Heart failure is a debilitating condition that impairs quality of life and shortens life span. Rates of heart failure continue to rise to epidemic levels, in parallel with its risk factors—obesity, diabetes, and hypertension.
In essence, heart failure is a condition in which the heart has difficulty generating the pumping power to deliver blood through the circulation to the rest of the body. The weakened function of the heart muscle is especially critical during exercise, where a failing heart may be unable to supply the body with sufficient blood flow.
Image credit: Patrick J. Lynch via Wikimedia (CC BY 2.5)
Using computer simulations to analyze and interpret data from experimental models of heart failure, Michigan Medicine researchers have identified an important mechanism contributing to the weakened pumping ability of the heart in heart failure: the build-up of a metabolic product that slows the development of force in the contracting muscle of the heart.
The pumping of the heart is driven by contraction of a muscle in the walls of the heart. That contraction is driven by chemical conversion of the metabolic energy source adenosine triphosphate (ATP) to its chemical hydrolysis products adenosine diphosphate (ADP) and phosphate. It has been known for a long time that levels of these and other associated metabolites are altered in failing compared to healthy hearts. However, until now, the link between these metabolic changes and mechanical function has not been understood.
In a new paper in the journal Function, first author Rachel Lopez, a graduate student working in the lab of senior author Dan Beard, Ph.D., the Carl J. Wiggers Collegiate Professor of Cardiovascular Physiology, and their colleagues showed how the metabolic dysfunction that occurs in heart failure leads specifically to a build-up of phosphate in the muscle cells of the heart, and how this increased phosphate can impede the molecular process that underlies muscle contraction, known as the actin-myosin cross-bridge cycle.
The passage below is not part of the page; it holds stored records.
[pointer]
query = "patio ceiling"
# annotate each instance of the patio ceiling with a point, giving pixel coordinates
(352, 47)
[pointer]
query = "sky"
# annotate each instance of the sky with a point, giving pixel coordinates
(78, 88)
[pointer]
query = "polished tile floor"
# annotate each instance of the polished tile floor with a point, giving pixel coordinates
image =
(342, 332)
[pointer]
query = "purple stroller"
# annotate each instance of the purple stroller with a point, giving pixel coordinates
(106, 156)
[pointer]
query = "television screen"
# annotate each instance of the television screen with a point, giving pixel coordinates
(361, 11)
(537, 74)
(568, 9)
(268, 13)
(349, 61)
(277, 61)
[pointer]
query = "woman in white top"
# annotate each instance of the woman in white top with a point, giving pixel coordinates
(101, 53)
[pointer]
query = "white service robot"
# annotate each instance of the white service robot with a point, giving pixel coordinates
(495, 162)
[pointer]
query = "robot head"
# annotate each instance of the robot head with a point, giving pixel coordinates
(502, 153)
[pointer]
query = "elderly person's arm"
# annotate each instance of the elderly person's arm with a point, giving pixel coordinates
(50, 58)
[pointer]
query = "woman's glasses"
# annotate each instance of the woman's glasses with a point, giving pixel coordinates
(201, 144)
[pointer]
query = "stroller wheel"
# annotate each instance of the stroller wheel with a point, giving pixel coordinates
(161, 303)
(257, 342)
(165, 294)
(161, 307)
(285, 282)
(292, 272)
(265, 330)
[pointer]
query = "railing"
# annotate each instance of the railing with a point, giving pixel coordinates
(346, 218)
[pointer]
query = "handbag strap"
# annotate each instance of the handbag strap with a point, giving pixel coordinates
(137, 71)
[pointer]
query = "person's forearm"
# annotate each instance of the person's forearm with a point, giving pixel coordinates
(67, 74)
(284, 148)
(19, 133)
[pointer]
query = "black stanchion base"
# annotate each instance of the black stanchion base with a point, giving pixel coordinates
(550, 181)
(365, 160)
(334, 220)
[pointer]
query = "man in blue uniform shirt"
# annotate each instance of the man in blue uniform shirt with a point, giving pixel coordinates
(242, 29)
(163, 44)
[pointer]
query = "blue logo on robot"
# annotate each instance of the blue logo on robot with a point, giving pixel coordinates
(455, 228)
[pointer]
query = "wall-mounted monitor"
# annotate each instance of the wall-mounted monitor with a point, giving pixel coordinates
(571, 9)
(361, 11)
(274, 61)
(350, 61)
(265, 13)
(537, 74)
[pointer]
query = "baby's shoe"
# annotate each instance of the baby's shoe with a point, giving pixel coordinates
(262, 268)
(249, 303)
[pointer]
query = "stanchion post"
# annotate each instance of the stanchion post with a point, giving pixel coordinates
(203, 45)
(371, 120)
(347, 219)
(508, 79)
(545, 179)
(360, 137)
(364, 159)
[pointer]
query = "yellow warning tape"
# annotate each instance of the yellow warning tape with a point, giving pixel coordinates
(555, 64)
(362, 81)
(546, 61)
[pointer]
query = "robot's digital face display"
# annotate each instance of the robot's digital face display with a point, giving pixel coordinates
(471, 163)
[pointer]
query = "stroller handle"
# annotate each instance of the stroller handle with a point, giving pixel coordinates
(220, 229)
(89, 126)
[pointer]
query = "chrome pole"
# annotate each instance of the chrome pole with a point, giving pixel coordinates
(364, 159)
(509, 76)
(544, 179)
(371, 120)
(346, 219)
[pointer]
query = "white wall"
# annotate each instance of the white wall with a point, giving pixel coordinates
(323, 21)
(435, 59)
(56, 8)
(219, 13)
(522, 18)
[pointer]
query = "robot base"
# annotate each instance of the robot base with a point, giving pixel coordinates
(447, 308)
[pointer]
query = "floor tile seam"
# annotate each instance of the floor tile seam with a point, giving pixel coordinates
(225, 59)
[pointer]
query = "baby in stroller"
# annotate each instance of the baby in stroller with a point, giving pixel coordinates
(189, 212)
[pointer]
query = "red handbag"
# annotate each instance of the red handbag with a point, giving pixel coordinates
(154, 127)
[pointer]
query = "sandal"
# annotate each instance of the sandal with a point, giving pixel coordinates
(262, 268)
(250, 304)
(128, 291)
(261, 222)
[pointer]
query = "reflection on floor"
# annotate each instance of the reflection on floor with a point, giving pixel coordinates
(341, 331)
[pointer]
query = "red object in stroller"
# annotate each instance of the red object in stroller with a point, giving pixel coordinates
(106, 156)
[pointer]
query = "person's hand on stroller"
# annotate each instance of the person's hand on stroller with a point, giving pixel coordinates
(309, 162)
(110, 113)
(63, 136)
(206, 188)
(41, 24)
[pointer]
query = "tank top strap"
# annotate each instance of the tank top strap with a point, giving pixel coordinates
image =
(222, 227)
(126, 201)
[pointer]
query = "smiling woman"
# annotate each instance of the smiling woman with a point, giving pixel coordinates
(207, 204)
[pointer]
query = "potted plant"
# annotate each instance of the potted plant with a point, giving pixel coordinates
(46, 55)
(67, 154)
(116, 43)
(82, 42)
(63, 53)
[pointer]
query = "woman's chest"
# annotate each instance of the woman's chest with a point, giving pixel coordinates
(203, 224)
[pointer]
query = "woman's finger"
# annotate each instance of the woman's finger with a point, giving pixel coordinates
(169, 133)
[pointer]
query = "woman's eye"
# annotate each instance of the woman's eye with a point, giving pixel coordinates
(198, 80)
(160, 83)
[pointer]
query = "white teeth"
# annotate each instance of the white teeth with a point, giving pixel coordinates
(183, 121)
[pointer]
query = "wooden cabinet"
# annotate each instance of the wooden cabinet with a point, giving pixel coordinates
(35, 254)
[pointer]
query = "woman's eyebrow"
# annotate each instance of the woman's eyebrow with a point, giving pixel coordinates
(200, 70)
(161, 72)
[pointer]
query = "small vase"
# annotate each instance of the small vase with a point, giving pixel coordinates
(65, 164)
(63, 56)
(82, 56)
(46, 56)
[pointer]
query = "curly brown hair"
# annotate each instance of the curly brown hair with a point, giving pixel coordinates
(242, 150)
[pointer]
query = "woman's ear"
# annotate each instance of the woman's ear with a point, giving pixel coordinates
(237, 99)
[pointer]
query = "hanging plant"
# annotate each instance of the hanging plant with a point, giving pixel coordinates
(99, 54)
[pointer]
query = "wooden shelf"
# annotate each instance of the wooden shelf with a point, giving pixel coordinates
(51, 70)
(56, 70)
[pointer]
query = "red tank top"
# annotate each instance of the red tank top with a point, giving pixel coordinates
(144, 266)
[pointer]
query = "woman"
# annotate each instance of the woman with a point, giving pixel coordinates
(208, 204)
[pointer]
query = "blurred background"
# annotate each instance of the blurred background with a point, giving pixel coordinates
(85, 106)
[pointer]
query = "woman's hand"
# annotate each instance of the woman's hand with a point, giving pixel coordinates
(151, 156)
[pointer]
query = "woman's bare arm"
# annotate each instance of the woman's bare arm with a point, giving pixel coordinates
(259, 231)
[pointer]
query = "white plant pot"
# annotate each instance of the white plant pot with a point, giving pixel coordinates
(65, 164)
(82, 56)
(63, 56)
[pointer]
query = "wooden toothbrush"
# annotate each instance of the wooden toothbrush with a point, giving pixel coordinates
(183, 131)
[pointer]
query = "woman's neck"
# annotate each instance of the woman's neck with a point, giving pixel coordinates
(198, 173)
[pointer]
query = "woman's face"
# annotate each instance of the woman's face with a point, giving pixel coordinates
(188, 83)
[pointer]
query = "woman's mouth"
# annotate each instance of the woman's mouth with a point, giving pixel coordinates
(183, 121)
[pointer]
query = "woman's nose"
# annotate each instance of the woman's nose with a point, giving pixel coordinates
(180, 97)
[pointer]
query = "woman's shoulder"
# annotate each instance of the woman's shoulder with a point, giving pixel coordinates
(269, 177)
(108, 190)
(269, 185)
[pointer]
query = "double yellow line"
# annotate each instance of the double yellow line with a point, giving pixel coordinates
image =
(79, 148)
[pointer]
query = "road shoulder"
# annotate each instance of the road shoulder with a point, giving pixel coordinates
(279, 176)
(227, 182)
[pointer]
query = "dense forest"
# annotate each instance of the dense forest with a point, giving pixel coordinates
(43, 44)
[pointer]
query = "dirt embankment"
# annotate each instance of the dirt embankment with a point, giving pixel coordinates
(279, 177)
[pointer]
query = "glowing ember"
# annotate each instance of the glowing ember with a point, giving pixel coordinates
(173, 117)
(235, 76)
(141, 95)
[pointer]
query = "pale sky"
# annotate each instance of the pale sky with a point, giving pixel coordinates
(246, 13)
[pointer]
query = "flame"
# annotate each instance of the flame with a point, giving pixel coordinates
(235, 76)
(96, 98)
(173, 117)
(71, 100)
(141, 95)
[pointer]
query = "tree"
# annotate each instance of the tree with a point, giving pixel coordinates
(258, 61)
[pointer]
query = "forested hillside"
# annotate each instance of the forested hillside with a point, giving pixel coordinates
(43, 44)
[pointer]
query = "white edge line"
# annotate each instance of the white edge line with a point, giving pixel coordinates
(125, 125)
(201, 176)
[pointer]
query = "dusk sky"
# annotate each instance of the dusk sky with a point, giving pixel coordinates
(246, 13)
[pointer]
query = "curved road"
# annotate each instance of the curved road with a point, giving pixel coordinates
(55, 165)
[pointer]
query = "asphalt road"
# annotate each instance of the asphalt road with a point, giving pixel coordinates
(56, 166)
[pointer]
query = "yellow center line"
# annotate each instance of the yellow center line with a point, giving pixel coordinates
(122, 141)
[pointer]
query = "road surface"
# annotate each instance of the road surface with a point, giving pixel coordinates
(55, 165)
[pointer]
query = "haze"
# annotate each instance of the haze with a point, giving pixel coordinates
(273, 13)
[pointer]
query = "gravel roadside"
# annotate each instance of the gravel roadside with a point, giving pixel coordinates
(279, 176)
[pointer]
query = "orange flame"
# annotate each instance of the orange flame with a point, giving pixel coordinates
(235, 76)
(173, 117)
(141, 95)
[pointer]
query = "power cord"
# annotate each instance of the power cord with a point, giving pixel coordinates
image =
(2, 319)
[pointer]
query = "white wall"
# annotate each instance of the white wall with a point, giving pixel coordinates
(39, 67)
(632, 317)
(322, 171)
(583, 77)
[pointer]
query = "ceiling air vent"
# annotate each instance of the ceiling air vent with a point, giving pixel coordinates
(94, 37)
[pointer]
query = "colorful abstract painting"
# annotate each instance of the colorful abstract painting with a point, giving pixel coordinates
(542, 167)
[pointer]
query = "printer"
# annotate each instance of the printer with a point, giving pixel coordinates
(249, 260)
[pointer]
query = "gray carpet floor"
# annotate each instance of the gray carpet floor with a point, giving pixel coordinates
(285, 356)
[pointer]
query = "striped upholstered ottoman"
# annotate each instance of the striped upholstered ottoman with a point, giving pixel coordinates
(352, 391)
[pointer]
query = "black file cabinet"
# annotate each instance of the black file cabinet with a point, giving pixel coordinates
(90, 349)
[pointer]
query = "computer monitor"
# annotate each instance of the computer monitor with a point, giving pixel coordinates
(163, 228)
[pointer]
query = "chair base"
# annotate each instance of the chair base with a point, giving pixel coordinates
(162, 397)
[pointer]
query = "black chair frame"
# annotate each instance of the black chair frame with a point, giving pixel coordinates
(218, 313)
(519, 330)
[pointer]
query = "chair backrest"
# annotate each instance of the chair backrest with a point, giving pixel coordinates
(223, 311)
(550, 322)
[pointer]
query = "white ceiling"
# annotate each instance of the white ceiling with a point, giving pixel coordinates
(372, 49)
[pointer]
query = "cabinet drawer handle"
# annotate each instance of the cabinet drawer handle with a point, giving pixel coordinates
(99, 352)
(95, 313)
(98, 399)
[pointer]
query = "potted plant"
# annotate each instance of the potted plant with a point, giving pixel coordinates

Moreover, their computer simulations indicate that reversing specific aspects of metabolic dysfunction that the Beard lab has been studying will help restore metabolic function to normal in failing hearts.
The major driver of metabolic dysfunction addressed in this study is a depletion of adenine nucleotides in the heart muscle. ATP and its breakdown product ADP belong to the pool of total adenine nucleotides. With the total adenine nucleotide pool diminished in heart failure compared to healthy conditions, there is lower ATP and ADP in the heart. Because ADP and phosphate are needed to metabolically resupply ATP to fuel contraction and other cellular processes, the reduced ADP is compensated for by increased phosphate—the metabolite implicated in impaired mechanical function.
The interpretation that depletion of adenine nucleotides is a key driver of metabolic dysfunction leading to mechanical dysfunction highlights the importance of specific metabolic pathways involved in the breakdown and depletion of adenine nucleotides. Current research in the Beard lab is focused on these pathways to identify mechanisms to target in developing new treatments for heart failure.